In June, Nancy Wilkinson starts planning for Halloween.
She develops a running story line. She tweaks her 40 or so plastic skeletons and creates plywood skeleton horses or dinosaurs in her backyard shop. She maintains extensive spreadsheets to keep herself on task.
In October, she takes off every Friday from her IT job at Coke to work on the display. Friends and neighbors come by to help assemble the big pieces -- the pirate ship, or the jail cell, or the train.
"It's like a part-time job," she said.
The result: Wilkinson's Adair Street house is a must-see spot for yard decoration gawkers. It overflows with moving skeletons, tombstones made of styrofoam and inscribed with her own corny jokes, railroad tracks where a skeleton engineer runs the B&D (Boneyard and Decatur) Railway, not to mention a flock of black flamingoes.
She decorates for almost any holiday, including Easter, Chinese New Year, Cinco de Mayo and her Feb. 12 birthday. She's won the city government prizes for best Halloween and Christmas decorations and first place in the 2011 Patch Halloween photo contest.

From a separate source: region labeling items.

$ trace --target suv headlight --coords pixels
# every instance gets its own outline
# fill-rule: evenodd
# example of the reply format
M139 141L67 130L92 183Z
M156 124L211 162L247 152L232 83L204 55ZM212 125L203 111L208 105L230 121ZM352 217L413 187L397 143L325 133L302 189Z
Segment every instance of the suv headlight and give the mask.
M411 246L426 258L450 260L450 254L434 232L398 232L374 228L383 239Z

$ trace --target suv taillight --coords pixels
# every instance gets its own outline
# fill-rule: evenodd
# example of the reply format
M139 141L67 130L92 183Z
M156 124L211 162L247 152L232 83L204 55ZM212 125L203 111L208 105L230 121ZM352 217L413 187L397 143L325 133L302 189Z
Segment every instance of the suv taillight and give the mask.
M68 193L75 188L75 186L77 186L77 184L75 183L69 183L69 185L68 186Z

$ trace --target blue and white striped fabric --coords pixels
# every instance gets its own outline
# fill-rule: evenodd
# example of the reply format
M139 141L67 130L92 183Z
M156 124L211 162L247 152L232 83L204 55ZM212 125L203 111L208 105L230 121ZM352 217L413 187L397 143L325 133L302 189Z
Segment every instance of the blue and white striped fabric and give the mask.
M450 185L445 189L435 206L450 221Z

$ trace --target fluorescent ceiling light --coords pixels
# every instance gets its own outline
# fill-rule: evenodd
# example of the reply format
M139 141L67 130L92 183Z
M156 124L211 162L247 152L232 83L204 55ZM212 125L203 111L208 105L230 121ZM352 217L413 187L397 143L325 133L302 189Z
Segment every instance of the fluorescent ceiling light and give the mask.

But she's come to love Halloween best, and what she really appreciates is the vote of confidence from kids. Last year about 400 trick or treaters knocked on her door.
Expect a new look this Halloween. She's dropped the pirate theme used since 2006 and gone with a Western look.
Wilkinson has documented her decorating history with photos on her Facebook page, Boneyard Buckaroos. (Feel free to "Like" the page.)
The decorations are so extensive they spill into the front yard of her neighbor, who is glad to cooperate. Other decorations--a viking ship and some leftover pirate skeletons--made their way into Megan Johnson's front yard across the street.
Johnson said her kids love it and even painted the shields on the ship.
"I think it's really neat the way she's built relationships in the neighborhood," Johnson said.
Why does Wilkinson go so big with decorations?
"I like to share," she explained, "and it's easier to do when it's big and public. It's a blast. I've gotten to know every neighbor and to know so many of the kids this way."